Cincinnati Children's researchers have achieved a significant milestone in regenerative medicine by repairing damaged intestines in a rodent model using human pluripotent stem cell (hPSC)-derived organoids. This breakthrough brings decades of research closer to first-in-human clinical trials, offering potential new treatments for conditions such as Crohn's disease and ulcerative colitis.
Intestinal Repair with hPSC-Derived Organoids
In a 2019 observation that foreshadowed this achievement, Holly Poling, Institutional Investigator at the Center for Stem Cell and Organoid Medicine (CuSTOM) at Cincinnati Children’s, witnessed microscopic evidence of human tissue-derived organoids restoring function to a severely damaged loop of rodent intestine. The newly published study expands on this initial finding, detailing the extent and nature of the repair process.
"Our cellular product was much more than a surface patch over intestinal damage," explained Poling, the lead author of the study. "We could see that the cells we introduced induced repairs across all the important layers of the intestine, including the musculature of the mesenchyme and the internal protective surface layer, or epithelium."
The researchers confirmed the formation of various human cell types, including new blood vessels, within the repaired regions. These areas also exhibited appropriate barrier function, responding correctly to chemical stimuli. Importantly, the team found no evidence of human cells migrating to other organs, such as the brain, kidneys, heart, lungs, or liver, during the tracking period.
Development of the Rodent Model
To assess the organoids' ability to repair real organs, the researchers developed a sustainable rodent model. This required two years of gene editing, advanced microsurgery techniques, and veterinary expertise, led by Nambirajan Sundaram, Staff Scientist at CuSTOM, and Alexander Cortez, a former surgical resident.

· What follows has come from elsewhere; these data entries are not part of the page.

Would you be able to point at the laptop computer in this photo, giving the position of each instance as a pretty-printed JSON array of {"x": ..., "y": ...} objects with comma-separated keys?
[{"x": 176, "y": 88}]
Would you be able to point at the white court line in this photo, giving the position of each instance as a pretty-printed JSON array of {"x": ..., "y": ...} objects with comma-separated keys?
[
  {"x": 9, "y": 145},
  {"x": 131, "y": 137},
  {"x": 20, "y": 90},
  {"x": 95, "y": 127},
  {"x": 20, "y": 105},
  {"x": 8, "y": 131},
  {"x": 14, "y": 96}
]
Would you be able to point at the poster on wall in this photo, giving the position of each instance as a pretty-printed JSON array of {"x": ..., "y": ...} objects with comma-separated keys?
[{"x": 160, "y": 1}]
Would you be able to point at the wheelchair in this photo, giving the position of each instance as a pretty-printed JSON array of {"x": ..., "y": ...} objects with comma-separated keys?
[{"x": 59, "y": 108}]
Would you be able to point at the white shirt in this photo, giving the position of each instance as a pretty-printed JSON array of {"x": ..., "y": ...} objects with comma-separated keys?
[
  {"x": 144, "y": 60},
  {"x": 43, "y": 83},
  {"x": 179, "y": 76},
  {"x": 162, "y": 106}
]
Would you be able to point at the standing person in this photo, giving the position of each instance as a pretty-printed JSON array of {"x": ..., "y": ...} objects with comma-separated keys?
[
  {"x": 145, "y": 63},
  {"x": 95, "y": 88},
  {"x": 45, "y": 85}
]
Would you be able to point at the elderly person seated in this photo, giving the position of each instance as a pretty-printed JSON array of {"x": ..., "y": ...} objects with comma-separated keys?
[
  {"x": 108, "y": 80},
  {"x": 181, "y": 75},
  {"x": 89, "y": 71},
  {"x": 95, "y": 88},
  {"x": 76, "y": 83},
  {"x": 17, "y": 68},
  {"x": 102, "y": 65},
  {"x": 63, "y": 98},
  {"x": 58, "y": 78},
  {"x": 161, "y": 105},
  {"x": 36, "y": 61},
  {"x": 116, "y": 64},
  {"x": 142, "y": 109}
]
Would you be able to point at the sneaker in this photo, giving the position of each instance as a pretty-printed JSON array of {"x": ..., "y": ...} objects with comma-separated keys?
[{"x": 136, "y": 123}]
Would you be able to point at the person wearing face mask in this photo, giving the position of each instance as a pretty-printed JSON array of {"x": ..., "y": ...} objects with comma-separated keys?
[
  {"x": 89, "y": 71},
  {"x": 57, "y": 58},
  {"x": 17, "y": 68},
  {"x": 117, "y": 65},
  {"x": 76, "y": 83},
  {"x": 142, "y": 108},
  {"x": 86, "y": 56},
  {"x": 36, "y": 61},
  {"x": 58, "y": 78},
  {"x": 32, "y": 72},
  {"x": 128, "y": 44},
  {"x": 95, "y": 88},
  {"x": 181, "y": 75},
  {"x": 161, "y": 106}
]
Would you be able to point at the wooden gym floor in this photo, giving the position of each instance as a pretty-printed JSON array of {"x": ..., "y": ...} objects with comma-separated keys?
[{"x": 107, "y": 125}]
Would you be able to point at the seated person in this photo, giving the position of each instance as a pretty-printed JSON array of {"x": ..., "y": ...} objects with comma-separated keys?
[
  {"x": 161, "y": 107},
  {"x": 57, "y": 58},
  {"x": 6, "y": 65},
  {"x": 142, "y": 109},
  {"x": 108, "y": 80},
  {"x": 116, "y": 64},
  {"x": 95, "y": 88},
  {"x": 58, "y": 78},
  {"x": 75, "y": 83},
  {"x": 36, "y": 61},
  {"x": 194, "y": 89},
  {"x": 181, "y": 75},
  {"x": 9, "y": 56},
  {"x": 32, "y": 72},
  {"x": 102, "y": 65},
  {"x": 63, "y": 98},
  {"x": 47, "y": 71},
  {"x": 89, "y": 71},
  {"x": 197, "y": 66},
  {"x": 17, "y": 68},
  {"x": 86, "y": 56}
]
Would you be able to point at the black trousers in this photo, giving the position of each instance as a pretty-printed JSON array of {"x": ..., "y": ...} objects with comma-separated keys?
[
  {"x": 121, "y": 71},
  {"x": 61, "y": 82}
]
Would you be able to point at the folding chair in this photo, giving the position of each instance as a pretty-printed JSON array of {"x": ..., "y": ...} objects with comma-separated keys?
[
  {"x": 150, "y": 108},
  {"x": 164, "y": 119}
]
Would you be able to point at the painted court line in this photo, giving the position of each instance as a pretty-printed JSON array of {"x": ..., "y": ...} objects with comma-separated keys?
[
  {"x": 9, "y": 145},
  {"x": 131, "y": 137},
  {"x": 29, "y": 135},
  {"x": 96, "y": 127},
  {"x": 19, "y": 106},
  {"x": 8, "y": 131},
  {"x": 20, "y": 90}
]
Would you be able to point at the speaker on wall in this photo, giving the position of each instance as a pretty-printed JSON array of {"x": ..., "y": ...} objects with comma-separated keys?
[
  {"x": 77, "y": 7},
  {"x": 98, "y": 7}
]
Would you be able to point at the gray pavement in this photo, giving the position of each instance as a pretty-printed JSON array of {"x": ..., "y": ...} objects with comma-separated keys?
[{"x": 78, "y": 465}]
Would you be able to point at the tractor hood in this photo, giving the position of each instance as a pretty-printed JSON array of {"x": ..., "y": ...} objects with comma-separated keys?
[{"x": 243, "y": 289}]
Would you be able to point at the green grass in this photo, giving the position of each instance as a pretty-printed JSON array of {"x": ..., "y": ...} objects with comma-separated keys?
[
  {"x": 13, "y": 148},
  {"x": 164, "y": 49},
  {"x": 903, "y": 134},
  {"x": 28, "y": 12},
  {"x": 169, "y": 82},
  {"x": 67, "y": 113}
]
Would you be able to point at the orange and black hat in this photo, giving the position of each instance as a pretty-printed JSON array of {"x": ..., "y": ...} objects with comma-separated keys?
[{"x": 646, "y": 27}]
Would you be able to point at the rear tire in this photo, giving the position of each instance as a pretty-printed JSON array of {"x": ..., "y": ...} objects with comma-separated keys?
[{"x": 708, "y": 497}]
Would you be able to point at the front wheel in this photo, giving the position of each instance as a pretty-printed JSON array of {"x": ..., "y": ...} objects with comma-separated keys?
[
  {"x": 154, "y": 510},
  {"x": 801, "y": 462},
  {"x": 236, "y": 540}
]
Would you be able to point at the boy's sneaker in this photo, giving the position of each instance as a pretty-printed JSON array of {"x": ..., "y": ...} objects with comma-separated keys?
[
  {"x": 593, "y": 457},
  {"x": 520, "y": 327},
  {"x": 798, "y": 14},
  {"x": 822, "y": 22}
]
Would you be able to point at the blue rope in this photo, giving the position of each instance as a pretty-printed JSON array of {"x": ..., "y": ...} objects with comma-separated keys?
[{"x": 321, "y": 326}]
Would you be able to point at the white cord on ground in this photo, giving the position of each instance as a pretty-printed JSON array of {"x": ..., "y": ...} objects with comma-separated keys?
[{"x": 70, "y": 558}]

The team chose a rat model over a mouse model due to the need for a larger animal to reliably perform a "Roux-en-Y" surgical procedure. The rodents, obtained from collaborators in France, were engineered to have partially suppressed immune systems to prevent rejection of human genes and tissues while remaining healthy enough to undergo and recover from surgery.
"Without their full immune system, these rodents often don’t survive very well even without doing any surgery," Sundaram noted. "Ultimately, we were able to standardize our process so that we could track the rodents for 10 weeks after they received the cell therapy. Once the data started coming in, it was very promising."

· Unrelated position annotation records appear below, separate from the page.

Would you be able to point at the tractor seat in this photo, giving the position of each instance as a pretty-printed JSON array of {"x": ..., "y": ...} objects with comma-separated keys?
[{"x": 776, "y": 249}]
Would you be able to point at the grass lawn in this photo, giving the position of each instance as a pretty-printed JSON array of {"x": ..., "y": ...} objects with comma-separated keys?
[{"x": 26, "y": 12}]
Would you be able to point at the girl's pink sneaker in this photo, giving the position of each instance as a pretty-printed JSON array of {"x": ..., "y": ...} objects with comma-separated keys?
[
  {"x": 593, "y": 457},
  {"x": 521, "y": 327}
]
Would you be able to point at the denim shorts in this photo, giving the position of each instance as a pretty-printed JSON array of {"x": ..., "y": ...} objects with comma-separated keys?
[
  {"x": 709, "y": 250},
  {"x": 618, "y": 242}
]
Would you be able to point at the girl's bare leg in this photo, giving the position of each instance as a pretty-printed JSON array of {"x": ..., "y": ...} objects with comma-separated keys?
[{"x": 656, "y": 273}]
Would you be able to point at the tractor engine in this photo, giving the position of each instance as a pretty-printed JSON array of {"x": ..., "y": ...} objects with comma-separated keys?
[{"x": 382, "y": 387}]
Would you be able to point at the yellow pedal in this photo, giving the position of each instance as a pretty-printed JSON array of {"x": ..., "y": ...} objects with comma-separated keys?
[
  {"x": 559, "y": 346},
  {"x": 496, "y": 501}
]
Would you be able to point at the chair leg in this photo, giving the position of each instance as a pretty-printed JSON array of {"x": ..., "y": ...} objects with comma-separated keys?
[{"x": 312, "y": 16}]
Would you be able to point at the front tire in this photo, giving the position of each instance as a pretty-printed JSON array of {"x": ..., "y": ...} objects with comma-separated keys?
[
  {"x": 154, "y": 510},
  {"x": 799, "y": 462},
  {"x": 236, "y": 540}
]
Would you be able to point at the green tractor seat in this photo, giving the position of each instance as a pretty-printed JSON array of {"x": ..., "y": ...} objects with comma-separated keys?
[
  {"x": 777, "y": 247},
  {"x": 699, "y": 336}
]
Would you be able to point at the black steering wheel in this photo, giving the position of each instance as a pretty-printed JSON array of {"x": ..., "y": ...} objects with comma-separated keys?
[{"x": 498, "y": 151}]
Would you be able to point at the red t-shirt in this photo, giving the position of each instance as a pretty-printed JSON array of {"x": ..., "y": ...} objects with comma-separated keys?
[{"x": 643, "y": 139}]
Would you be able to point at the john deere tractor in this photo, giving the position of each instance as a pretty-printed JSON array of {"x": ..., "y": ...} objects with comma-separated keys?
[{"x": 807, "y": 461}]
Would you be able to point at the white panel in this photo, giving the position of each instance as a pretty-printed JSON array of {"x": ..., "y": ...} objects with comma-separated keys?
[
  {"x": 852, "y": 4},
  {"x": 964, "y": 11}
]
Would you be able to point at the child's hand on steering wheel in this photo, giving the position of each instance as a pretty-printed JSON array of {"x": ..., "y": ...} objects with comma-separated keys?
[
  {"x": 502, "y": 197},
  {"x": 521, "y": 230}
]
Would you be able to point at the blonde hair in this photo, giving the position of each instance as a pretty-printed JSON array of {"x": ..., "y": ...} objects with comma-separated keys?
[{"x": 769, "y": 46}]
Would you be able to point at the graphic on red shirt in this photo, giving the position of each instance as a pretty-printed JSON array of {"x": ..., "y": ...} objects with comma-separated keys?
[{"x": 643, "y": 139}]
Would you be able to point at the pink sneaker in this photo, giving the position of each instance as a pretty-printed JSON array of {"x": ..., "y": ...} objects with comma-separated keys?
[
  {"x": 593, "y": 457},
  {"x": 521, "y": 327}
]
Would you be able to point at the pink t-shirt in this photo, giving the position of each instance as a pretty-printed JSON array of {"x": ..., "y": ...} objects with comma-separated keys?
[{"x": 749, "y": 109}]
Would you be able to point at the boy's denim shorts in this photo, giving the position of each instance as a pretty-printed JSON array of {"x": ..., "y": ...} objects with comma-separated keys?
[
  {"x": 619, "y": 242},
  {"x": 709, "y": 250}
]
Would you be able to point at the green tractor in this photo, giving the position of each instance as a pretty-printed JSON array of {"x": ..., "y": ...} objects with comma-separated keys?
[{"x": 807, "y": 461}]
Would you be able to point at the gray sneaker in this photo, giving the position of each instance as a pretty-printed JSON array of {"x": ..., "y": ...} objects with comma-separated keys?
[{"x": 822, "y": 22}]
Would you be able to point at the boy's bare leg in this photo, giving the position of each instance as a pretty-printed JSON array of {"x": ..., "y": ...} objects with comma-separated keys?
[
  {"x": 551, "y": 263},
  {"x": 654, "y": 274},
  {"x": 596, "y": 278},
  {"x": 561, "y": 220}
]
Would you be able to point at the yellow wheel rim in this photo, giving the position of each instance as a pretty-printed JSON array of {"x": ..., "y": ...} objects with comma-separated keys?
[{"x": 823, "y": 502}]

Implications and Future Directions
The CuSTOM Accelerator Lab is now positioned to conduct further tests to validate the safety of the materials and methods for human clinical studies. This work builds upon Cincinnati Children’s history of organoid development, including the world’s first functional, three-dimensional (3D) intestinal organoid from induced pluripotent stem cells (iPSCs), described in a 2010 Nature study by James Wells.

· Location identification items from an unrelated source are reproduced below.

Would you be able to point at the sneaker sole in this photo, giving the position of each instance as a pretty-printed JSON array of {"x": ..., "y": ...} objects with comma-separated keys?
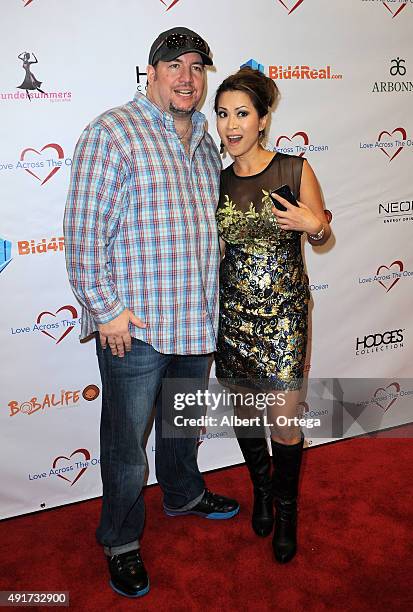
[
  {"x": 137, "y": 594},
  {"x": 217, "y": 516}
]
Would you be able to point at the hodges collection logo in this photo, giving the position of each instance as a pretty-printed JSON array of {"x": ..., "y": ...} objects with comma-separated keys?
[
  {"x": 62, "y": 399},
  {"x": 389, "y": 143},
  {"x": 380, "y": 341},
  {"x": 55, "y": 325},
  {"x": 298, "y": 144},
  {"x": 5, "y": 253},
  {"x": 397, "y": 69}
]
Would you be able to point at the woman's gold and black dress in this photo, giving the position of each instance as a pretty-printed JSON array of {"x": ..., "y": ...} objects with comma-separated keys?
[{"x": 263, "y": 286}]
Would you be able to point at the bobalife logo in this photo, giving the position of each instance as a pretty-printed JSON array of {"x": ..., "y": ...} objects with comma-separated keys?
[
  {"x": 379, "y": 342},
  {"x": 40, "y": 164},
  {"x": 298, "y": 144},
  {"x": 290, "y": 5},
  {"x": 48, "y": 401},
  {"x": 68, "y": 468},
  {"x": 387, "y": 276},
  {"x": 55, "y": 325},
  {"x": 5, "y": 253},
  {"x": 31, "y": 88},
  {"x": 297, "y": 72},
  {"x": 397, "y": 69},
  {"x": 397, "y": 211},
  {"x": 391, "y": 144}
]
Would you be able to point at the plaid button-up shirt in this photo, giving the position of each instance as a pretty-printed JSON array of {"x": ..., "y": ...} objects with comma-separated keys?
[{"x": 140, "y": 229}]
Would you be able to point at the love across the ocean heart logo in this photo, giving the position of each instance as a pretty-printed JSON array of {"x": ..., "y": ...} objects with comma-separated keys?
[
  {"x": 37, "y": 160},
  {"x": 299, "y": 138},
  {"x": 290, "y": 5},
  {"x": 169, "y": 4},
  {"x": 394, "y": 10},
  {"x": 388, "y": 137},
  {"x": 50, "y": 323},
  {"x": 385, "y": 397},
  {"x": 77, "y": 467},
  {"x": 396, "y": 266}
]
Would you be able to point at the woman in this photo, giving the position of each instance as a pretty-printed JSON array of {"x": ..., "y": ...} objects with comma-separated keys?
[{"x": 264, "y": 292}]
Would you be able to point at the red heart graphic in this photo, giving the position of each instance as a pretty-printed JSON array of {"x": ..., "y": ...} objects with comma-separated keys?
[
  {"x": 290, "y": 10},
  {"x": 68, "y": 329},
  {"x": 383, "y": 406},
  {"x": 51, "y": 145},
  {"x": 303, "y": 135},
  {"x": 86, "y": 456},
  {"x": 385, "y": 4},
  {"x": 399, "y": 149},
  {"x": 169, "y": 5},
  {"x": 392, "y": 283}
]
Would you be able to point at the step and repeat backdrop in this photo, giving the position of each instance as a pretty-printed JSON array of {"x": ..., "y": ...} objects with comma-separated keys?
[{"x": 345, "y": 72}]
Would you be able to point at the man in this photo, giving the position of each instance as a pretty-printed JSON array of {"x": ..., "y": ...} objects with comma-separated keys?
[{"x": 142, "y": 258}]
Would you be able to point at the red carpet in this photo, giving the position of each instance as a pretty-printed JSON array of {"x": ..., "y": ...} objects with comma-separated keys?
[{"x": 355, "y": 535}]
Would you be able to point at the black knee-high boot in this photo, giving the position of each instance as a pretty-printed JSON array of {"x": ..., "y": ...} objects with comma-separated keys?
[
  {"x": 258, "y": 461},
  {"x": 287, "y": 463}
]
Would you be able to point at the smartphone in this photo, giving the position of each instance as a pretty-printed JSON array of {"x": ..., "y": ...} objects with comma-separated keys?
[{"x": 285, "y": 192}]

Magdelena Kasendra, Director of Research and Development at CuSTOM, emphasized the potential of this approach: "There is no other stem cell therapy product with such extensive regenerative potential. Demonstrating its efficacy in the appropriate preclinical model, along with rigorous safety assessments, is a pivotal step toward advancing it to first-in-human clinical trials."
With a patent application in process, Cincinnati Children's is poised to advance this technology toward clinical application, offering hope for patients with debilitating intestinal disorders.